Stop-gradients in skip-connections
kazuto1011 opened this issue · 2 comments
Thank you for sharing your codes. I found that all backbones call detach()
in skip-connections. For example:
Could you tell me where this idea is from? I cannot find the corresponding part in the official SqueezeSeg/SqueezeSegV2.
Besides, I'm concerned that the first detach()
in SqueezeSegV2 is not what is expected.
lidar-bonnetal/train/backbones/squeezesegV2.py
Lines 170 to 174 in 5a5f4b1
skip_in
is detached and never referenced afterward so that the self.conv1b
layer never receives gradients to update themselves.

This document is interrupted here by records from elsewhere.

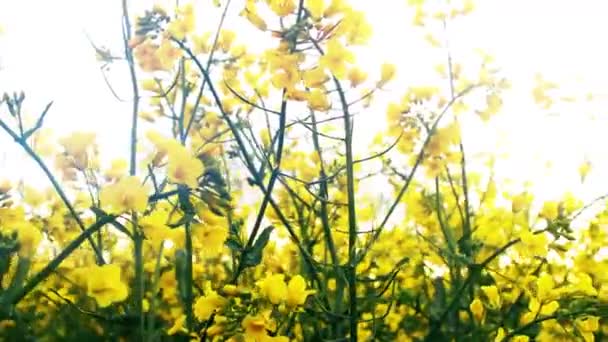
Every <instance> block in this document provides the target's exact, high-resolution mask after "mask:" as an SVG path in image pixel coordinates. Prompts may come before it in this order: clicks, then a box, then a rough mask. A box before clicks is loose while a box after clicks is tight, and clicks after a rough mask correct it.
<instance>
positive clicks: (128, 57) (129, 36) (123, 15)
mask: <svg viewBox="0 0 608 342" xmlns="http://www.w3.org/2000/svg"><path fill="white" fill-rule="evenodd" d="M122 17H123V28H122V29H123V31H122V36H123V44H124V50H125V57H126V59H127V63H128V65H129V74H130V76H131V87H132V90H133V108H132V113H131V153H130V162H129V174H130V175H131V176H134V175H135V174H136V173H137V119H138V112H139V87H138V86H137V74H136V73H135V62H134V60H133V49H132V48H131V47H130V46H129V41H130V40H131V22H130V19H129V8H128V5H127V0H122Z"/></svg>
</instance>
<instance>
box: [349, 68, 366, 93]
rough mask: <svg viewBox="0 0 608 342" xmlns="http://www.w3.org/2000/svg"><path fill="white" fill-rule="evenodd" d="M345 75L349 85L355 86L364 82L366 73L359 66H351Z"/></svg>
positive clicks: (365, 76) (353, 87) (364, 80)
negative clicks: (348, 81)
mask: <svg viewBox="0 0 608 342" xmlns="http://www.w3.org/2000/svg"><path fill="white" fill-rule="evenodd" d="M347 77H348V80H349V81H350V86H351V87H353V88H355V87H356V86H358V85H359V84H361V83H363V82H365V80H366V79H367V73H366V72H365V71H363V70H361V69H359V68H351V69H350V70H349V71H348V75H347Z"/></svg>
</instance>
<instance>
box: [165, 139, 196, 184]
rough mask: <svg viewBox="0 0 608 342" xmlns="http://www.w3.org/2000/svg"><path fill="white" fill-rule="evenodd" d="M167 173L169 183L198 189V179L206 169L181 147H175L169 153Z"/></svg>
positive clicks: (170, 148)
mask: <svg viewBox="0 0 608 342" xmlns="http://www.w3.org/2000/svg"><path fill="white" fill-rule="evenodd" d="M168 153H169V165H168V166H167V173H168V177H169V181H171V182H173V183H178V184H185V185H187V186H189V187H190V188H196V187H198V177H199V176H200V175H202V174H203V172H204V171H205V167H204V165H203V163H202V162H201V161H200V160H199V159H198V158H195V157H193V156H192V155H190V153H188V151H187V150H186V149H185V148H184V147H183V146H181V145H173V146H171V147H170V149H169V151H168Z"/></svg>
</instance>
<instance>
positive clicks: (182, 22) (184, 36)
mask: <svg viewBox="0 0 608 342" xmlns="http://www.w3.org/2000/svg"><path fill="white" fill-rule="evenodd" d="M195 22H196V21H195V19H194V16H193V15H189V16H184V17H183V18H179V19H177V20H174V21H172V22H170V23H169V25H168V26H167V31H169V33H171V35H172V36H173V37H174V38H175V39H177V40H184V39H185V38H186V36H187V35H188V34H190V33H192V32H193V31H194V25H195Z"/></svg>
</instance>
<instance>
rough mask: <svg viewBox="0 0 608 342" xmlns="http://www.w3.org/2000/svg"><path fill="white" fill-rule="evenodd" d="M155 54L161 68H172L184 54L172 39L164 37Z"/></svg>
mask: <svg viewBox="0 0 608 342" xmlns="http://www.w3.org/2000/svg"><path fill="white" fill-rule="evenodd" d="M155 56H156V57H157V58H158V61H159V62H160V69H162V70H171V69H173V66H174V65H175V62H176V61H177V59H178V58H179V57H181V56H182V52H181V50H180V49H178V48H177V47H175V46H173V44H172V43H171V41H170V40H168V39H164V40H163V41H162V42H161V43H160V46H159V47H158V49H157V50H156V52H155Z"/></svg>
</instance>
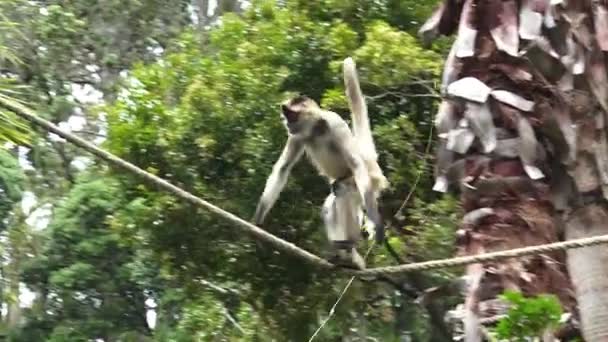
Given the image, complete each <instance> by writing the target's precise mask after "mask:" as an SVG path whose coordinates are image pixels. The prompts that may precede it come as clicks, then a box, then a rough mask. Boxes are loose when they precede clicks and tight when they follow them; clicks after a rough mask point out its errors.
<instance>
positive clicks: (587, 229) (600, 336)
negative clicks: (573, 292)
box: [566, 204, 608, 341]
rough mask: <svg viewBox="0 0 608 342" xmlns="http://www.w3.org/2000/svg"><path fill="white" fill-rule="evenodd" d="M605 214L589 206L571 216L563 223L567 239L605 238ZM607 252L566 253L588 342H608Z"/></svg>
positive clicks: (602, 251)
mask: <svg viewBox="0 0 608 342" xmlns="http://www.w3.org/2000/svg"><path fill="white" fill-rule="evenodd" d="M607 222H608V210H607V208H606V206H605V205H598V204H592V205H589V206H586V207H583V208H580V209H578V210H576V211H575V212H573V213H572V216H571V218H570V219H569V220H568V221H567V222H566V238H567V239H578V238H582V237H591V236H596V235H603V234H608V225H607V224H606V223H607ZM606 265H608V249H607V248H606V246H594V247H588V248H582V249H573V250H570V251H568V268H569V270H570V275H571V277H572V279H573V282H574V288H575V290H576V295H577V299H578V306H579V310H580V312H581V325H582V327H583V336H584V337H585V340H587V341H608V272H606Z"/></svg>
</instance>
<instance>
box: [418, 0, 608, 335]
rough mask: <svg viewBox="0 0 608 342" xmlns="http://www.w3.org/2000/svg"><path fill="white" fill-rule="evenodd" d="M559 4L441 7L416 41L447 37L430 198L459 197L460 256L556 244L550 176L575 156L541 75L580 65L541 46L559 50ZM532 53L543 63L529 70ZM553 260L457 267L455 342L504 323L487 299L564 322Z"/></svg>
mask: <svg viewBox="0 0 608 342" xmlns="http://www.w3.org/2000/svg"><path fill="white" fill-rule="evenodd" d="M573 2H574V1H568V3H569V4H570V3H573ZM576 2H577V3H581V2H585V0H580V1H576ZM560 3H561V2H560V1H551V2H550V1H549V0H540V1H538V0H534V1H533V0H522V1H516V0H463V1H455V0H446V1H444V2H443V4H442V5H441V6H440V8H439V9H438V10H437V11H436V12H435V13H434V14H433V16H432V17H431V18H430V19H429V20H428V21H427V23H425V25H424V26H423V27H422V28H421V30H420V33H421V36H422V38H423V40H426V42H427V43H428V40H429V39H431V38H434V37H435V36H437V35H438V34H444V35H450V34H454V33H456V35H457V38H456V40H455V42H454V45H453V46H452V50H451V52H450V54H449V56H448V58H447V60H446V63H445V69H444V75H443V84H442V92H443V95H444V100H443V101H442V103H441V105H440V108H439V112H438V114H437V119H436V125H437V129H438V133H439V137H440V140H439V148H438V158H437V169H436V175H437V180H436V184H435V186H434V190H437V191H441V192H445V191H447V190H448V189H449V188H452V189H455V190H458V191H460V193H461V202H462V207H463V209H464V211H465V215H464V218H463V223H462V227H461V229H460V230H459V231H458V247H459V250H460V253H461V254H466V255H472V254H478V253H484V252H491V251H496V250H503V249H510V248H517V247H523V246H530V245H539V244H544V243H550V242H555V241H557V240H558V239H559V233H560V232H559V230H558V227H559V224H558V223H559V222H560V221H561V220H560V219H559V214H560V213H561V210H565V209H568V204H569V199H568V198H566V200H565V202H563V203H559V202H556V201H554V196H552V195H553V193H554V191H553V190H554V189H553V187H552V186H551V185H553V184H554V183H552V182H551V181H552V180H553V179H554V178H555V177H554V176H555V174H556V173H555V172H554V167H555V166H556V165H557V167H558V168H561V169H562V173H563V174H566V172H565V171H564V170H563V169H564V168H565V166H566V165H567V164H568V163H571V162H572V161H573V159H574V157H575V156H576V148H575V147H574V146H575V142H574V140H575V138H576V135H575V132H574V130H573V128H572V118H571V117H570V114H571V113H570V112H569V109H570V108H569V106H568V104H569V103H568V102H566V99H564V94H563V93H562V92H561V91H560V89H559V88H558V87H556V86H555V83H557V81H559V80H560V79H559V78H558V79H553V78H549V77H548V76H547V75H546V72H548V73H552V72H554V70H570V72H571V73H572V72H579V71H580V68H581V60H583V59H582V57H581V56H580V55H579V53H581V49H578V48H577V46H576V43H574V48H573V47H572V46H571V45H568V46H561V45H560V46H559V47H555V50H556V51H559V52H560V53H562V54H563V55H564V58H562V59H561V62H564V63H566V65H563V66H562V65H561V63H560V59H559V55H558V53H556V52H555V51H553V48H552V47H551V44H552V43H554V44H563V42H564V41H566V38H565V37H559V35H560V34H562V33H563V31H564V30H561V29H562V28H564V27H563V25H562V24H564V25H565V23H564V21H565V20H566V19H565V18H566V17H567V15H564V14H566V11H565V9H563V8H562V5H563V4H560ZM552 4H553V5H552ZM574 12H576V11H574ZM575 14H577V13H570V12H569V13H568V15H575ZM578 19H580V18H578ZM583 19H584V18H583ZM556 22H557V23H559V25H562V26H560V27H559V28H560V30H557V28H556V27H557V26H556ZM565 31H566V32H567V31H568V30H567V29H566V30H565ZM543 34H546V35H547V37H544V36H543ZM556 37H557V38H556ZM579 38H580V37H579ZM571 40H572V39H571ZM563 45H567V44H563ZM547 46H548V48H547ZM543 49H545V50H547V52H546V53H545V52H544V50H543ZM538 54H540V55H542V56H548V58H549V59H551V58H553V59H554V60H553V61H547V60H546V58H545V59H544V60H542V63H541V64H533V63H532V62H531V61H532V60H533V59H534V57H535V56H536V55H538ZM555 56H556V57H557V58H556V57H555ZM568 57H570V59H568ZM550 62H553V63H550ZM582 63H583V64H584V60H583V62H582ZM556 64H557V65H556ZM560 68H561V69H560ZM564 74H567V72H564ZM567 80H568V78H566V81H567ZM576 81H577V82H578V81H579V80H578V79H577V80H576ZM573 82H574V81H573ZM562 83H563V84H566V82H565V81H564V82H562ZM566 85H567V84H566ZM560 161H561V162H563V163H561V164H560ZM566 184H567V183H566ZM557 185H562V184H559V183H558V184H557ZM558 188H559V187H558ZM563 189H565V187H563ZM557 193H558V194H562V195H563V194H564V193H563V192H562V193H559V192H557ZM555 198H558V197H555ZM558 204H560V205H564V204H565V205H564V206H558ZM556 217H557V220H556V219H554V218H556ZM564 259H565V253H552V254H550V255H537V256H532V257H525V258H518V259H511V260H507V261H502V262H493V263H484V264H478V265H469V267H467V269H466V273H467V276H468V279H469V284H468V285H469V286H468V293H467V296H466V300H465V303H464V305H463V309H462V313H461V317H464V318H463V321H464V322H463V323H464V329H463V331H464V333H463V334H464V337H465V341H468V342H476V341H481V340H482V339H483V331H482V329H481V325H482V324H483V323H482V322H495V321H496V320H495V319H492V318H493V317H496V316H497V315H500V314H503V313H505V311H506V309H507V308H506V305H505V303H502V302H500V301H499V300H497V299H496V298H497V296H498V295H499V294H500V293H502V292H503V291H504V290H507V289H514V290H520V291H522V292H523V293H524V294H526V295H536V294H540V293H552V294H555V295H557V296H558V298H559V299H560V301H561V303H562V305H563V307H564V309H565V310H566V311H570V312H573V313H574V312H575V305H576V304H575V300H574V296H573V291H572V286H571V283H570V281H569V278H568V276H567V272H566V269H565V267H564V266H563V265H564V262H563V261H564ZM606 326H608V324H606Z"/></svg>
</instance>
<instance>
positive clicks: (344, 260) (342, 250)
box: [329, 248, 365, 270]
mask: <svg viewBox="0 0 608 342" xmlns="http://www.w3.org/2000/svg"><path fill="white" fill-rule="evenodd" d="M329 262H331V263H332V264H334V265H336V266H340V267H345V268H350V269H355V270H364V269H365V261H364V260H363V258H362V257H361V255H359V253H358V252H357V250H356V249H354V248H352V249H350V250H345V249H339V250H336V251H335V254H334V255H332V257H331V258H330V259H329Z"/></svg>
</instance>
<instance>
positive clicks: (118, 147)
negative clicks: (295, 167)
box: [0, 0, 460, 341]
mask: <svg viewBox="0 0 608 342" xmlns="http://www.w3.org/2000/svg"><path fill="white" fill-rule="evenodd" d="M436 3H437V2H436V1H417V0H373V1H371V0H315V1H310V0H283V1H253V2H249V1H239V0H231V1H230V0H226V1H221V0H220V1H219V4H218V3H217V2H215V1H205V0H195V1H191V0H171V1H166V0H104V1H92V0H72V1H65V0H48V1H26V0H2V1H0V73H1V75H2V77H0V96H4V97H11V98H15V99H19V100H21V101H24V102H25V103H27V104H28V105H29V106H31V107H33V108H36V110H37V111H38V112H39V115H40V116H42V117H44V118H46V119H48V120H51V121H52V122H54V123H56V124H58V125H59V126H60V127H62V128H63V129H66V130H68V131H71V132H73V133H75V134H77V135H79V136H80V137H82V138H85V139H87V140H89V141H93V142H95V143H98V144H100V145H101V146H102V147H104V148H106V149H108V150H110V151H111V152H112V153H115V154H117V155H119V156H121V157H122V158H125V159H127V160H129V161H131V162H133V163H135V164H137V165H138V166H140V167H142V168H144V169H146V170H147V171H149V172H152V173H154V174H156V175H158V176H160V177H163V178H166V179H167V180H169V181H170V182H172V183H174V184H176V185H178V186H181V187H183V188H185V189H187V190H189V191H191V192H192V193H194V194H197V195H200V196H201V197H203V198H204V199H206V200H209V201H211V202H212V203H214V204H216V205H218V206H221V207H222V208H225V209H226V210H229V211H231V212H234V213H235V214H237V215H239V216H241V217H244V218H249V217H251V215H252V213H253V210H254V208H255V204H256V201H257V199H258V197H259V195H260V194H261V191H262V189H263V185H264V182H265V178H266V176H267V175H268V173H269V171H270V169H271V167H272V164H273V163H274V160H275V159H276V158H277V156H278V154H279V153H280V148H281V146H282V144H283V143H284V141H285V138H286V133H285V131H284V129H283V128H282V126H281V122H280V121H279V120H278V115H279V114H278V110H277V109H278V103H279V102H280V101H282V100H283V99H285V98H286V97H287V96H289V95H290V94H291V93H292V92H302V93H305V94H308V95H310V96H311V97H313V98H315V99H316V100H318V101H321V103H322V105H323V106H325V107H327V108H330V109H331V110H334V111H336V112H338V113H341V114H344V115H345V116H346V117H347V116H348V111H347V104H346V100H345V97H344V92H343V85H342V79H341V76H342V74H341V64H340V63H341V61H342V60H343V59H344V58H345V57H346V56H349V55H350V56H353V57H354V58H355V60H356V62H357V64H358V68H359V72H360V77H361V82H362V88H363V91H364V93H365V94H366V95H367V96H368V106H369V109H370V116H371V120H372V127H373V128H374V134H375V138H376V141H377V145H378V151H379V153H380V159H381V163H382V165H383V168H384V170H385V172H386V174H387V176H388V177H389V179H390V181H391V189H390V191H388V192H387V193H386V194H385V195H384V197H383V200H382V207H383V211H384V216H385V218H386V219H387V221H388V224H389V225H390V232H389V243H390V245H391V246H392V248H393V249H394V253H389V252H388V251H387V250H386V249H385V248H384V247H382V246H376V247H375V248H374V249H373V251H372V254H371V255H370V257H369V258H368V263H369V265H374V266H380V265H395V264H398V263H402V262H415V261H423V260H429V259H435V258H441V257H448V256H451V255H453V253H454V236H455V234H454V232H455V229H456V223H457V217H458V208H457V205H456V201H455V200H454V199H453V198H451V197H450V196H439V195H438V194H437V193H433V192H432V191H431V190H430V189H431V187H432V182H433V179H432V177H433V172H432V165H433V163H434V157H433V156H434V153H433V146H434V136H435V134H434V132H433V131H432V122H433V116H434V113H435V112H436V106H437V104H438V101H437V99H438V98H439V95H438V88H439V85H438V83H439V78H440V73H441V67H442V65H443V62H442V61H443V60H444V58H445V55H446V54H447V50H448V49H449V41H448V40H447V39H445V40H440V41H438V42H436V43H434V45H433V46H432V47H430V48H423V47H422V46H421V45H420V42H419V41H418V39H417V38H416V31H417V30H418V29H419V27H420V25H421V24H422V23H423V22H424V20H426V18H428V17H429V15H430V14H431V11H432V9H433V8H434V7H435V5H436ZM0 121H1V125H0V126H1V127H2V129H1V131H0V139H2V144H4V147H5V148H4V149H2V150H0V216H1V217H2V218H3V219H2V221H0V229H1V239H0V249H1V252H2V253H1V256H2V259H1V277H0V278H1V279H0V280H1V282H0V286H1V288H0V296H1V297H0V302H1V303H2V310H1V317H0V323H1V324H0V333H3V335H4V336H5V337H6V338H8V339H9V340H11V341H95V340H97V341H101V340H103V341H271V340H274V341H306V340H308V338H309V337H310V336H311V335H312V333H313V332H314V331H315V330H316V328H317V327H318V326H319V325H320V323H321V322H322V321H323V319H324V318H325V317H326V316H327V313H328V311H329V309H330V308H331V306H332V305H333V304H334V303H335V301H336V299H337V297H338V295H339V294H340V292H341V291H342V289H343V288H344V286H345V284H346V282H347V280H348V279H347V278H344V277H343V276H339V277H337V276H335V275H333V274H331V273H329V272H320V271H319V270H318V269H315V268H312V267H309V266H308V265H305V264H303V263H302V261H301V260H298V259H294V258H292V257H291V256H289V255H284V254H281V253H278V252H277V251H275V250H273V249H272V248H271V247H270V246H268V245H265V244H261V243H256V242H254V241H253V240H251V239H250V238H249V237H248V236H244V235H243V234H241V233H240V230H237V229H235V227H233V226H231V225H229V224H226V223H225V222H223V221H221V220H219V219H218V218H217V217H215V216H212V215H210V214H209V213H208V212H205V211H202V210H198V209H196V208H194V207H193V206H191V205H188V204H184V203H182V202H179V201H178V200H176V199H175V198H173V197H172V196H170V195H168V194H165V193H162V192H159V191H156V189H153V188H151V187H147V186H144V185H142V184H141V181H140V179H138V178H136V177H134V176H132V175H130V174H127V173H124V172H116V171H115V170H112V169H110V168H108V167H107V166H105V165H104V164H102V163H97V162H96V161H95V160H94V159H93V158H92V157H91V156H90V155H89V154H87V153H85V152H83V151H82V150H79V149H76V148H75V147H73V146H72V145H70V144H68V143H66V142H65V141H64V140H63V139H61V138H58V137H56V136H53V135H52V134H51V136H50V137H48V135H47V133H45V132H42V131H36V130H33V131H32V130H30V128H29V126H25V125H24V124H23V123H21V122H20V121H18V120H17V119H16V118H15V117H14V116H13V114H11V113H9V112H2V111H0ZM327 191H328V188H327V185H326V184H325V182H324V181H323V180H322V179H321V178H320V177H318V176H316V175H315V174H314V173H313V172H312V169H311V167H310V165H308V163H306V162H302V163H300V164H299V165H298V166H297V167H296V168H295V170H294V176H293V177H292V179H291V181H290V182H289V184H288V187H287V189H286V190H285V192H284V194H283V195H282V197H281V199H280V200H279V202H278V203H277V206H276V207H275V209H274V210H273V211H272V212H271V214H270V218H269V220H268V223H267V224H266V225H265V227H264V228H265V229H267V230H268V231H270V232H272V233H273V234H276V235H278V236H280V237H281V238H283V239H286V240H289V241H292V242H294V243H295V244H297V245H298V246H302V247H303V248H305V249H307V250H310V251H313V252H315V253H317V254H320V255H323V253H324V251H325V247H326V242H325V238H324V234H323V231H322V224H321V220H320V216H319V209H320V205H321V203H322V201H323V199H324V197H325V196H326V194H327ZM362 248H367V246H365V245H363V246H362ZM451 272H455V273H451ZM458 272H459V270H458V269H451V270H441V271H434V272H425V273H408V274H404V275H402V276H401V277H395V278H386V277H379V278H376V279H362V280H360V281H359V280H358V281H355V282H354V284H353V286H352V287H351V288H350V289H349V291H348V292H347V293H346V295H345V297H344V298H343V300H342V301H341V303H340V304H339V305H338V307H337V309H336V313H335V315H334V317H333V318H332V319H331V320H330V321H329V322H328V323H327V325H326V326H325V328H324V329H323V330H322V331H321V332H320V334H319V336H318V338H317V340H318V341H337V340H341V339H343V340H350V341H365V340H368V341H408V340H412V341H450V340H451V338H450V332H449V326H448V324H447V323H446V321H445V320H444V316H445V314H446V312H448V311H449V310H451V309H453V308H454V306H455V304H456V303H458V302H459V301H460V298H458V296H457V295H458V293H457V291H452V292H450V291H447V292H446V293H442V295H441V296H440V298H437V299H435V298H430V299H427V300H422V301H421V300H419V298H420V296H421V295H422V294H423V293H424V291H425V290H426V289H428V288H432V287H434V286H440V285H445V284H449V283H450V282H451V281H452V280H453V279H455V278H456V276H457V274H458Z"/></svg>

Here is the quick check I did.
# from squeezesegV2.py
encoder = Backbone(encoder_params)
decoder = Decoder(decoder_params, None)
x = torch.randn(1, 5, 64, 512)
y = decoder(*encoder(x))
y.sum().backward()
for name, p in encoder.named_parameters():
if p.grad is None:
print(name, "is None")
The above snippet gives:
conv1b.0.weight is None
conv1b.0.bias is None
conv1b.1.weight is None
conv1b.1.bias is None
oops, this issue is quite old. sorry.
As far as I remember: detaching or not might not make a big difference in performance, however, Andres mentioned that he had better experiences when the whole network is learned (instead of just skipping the middle part), when he adds the detach
. But I'm not sure if there is a better explanation.
Thank you for your response. Okay I understand you adopted detach() empirically. I totally thought it might bring inefficiency or instability when stopping gradient flows in skip connections.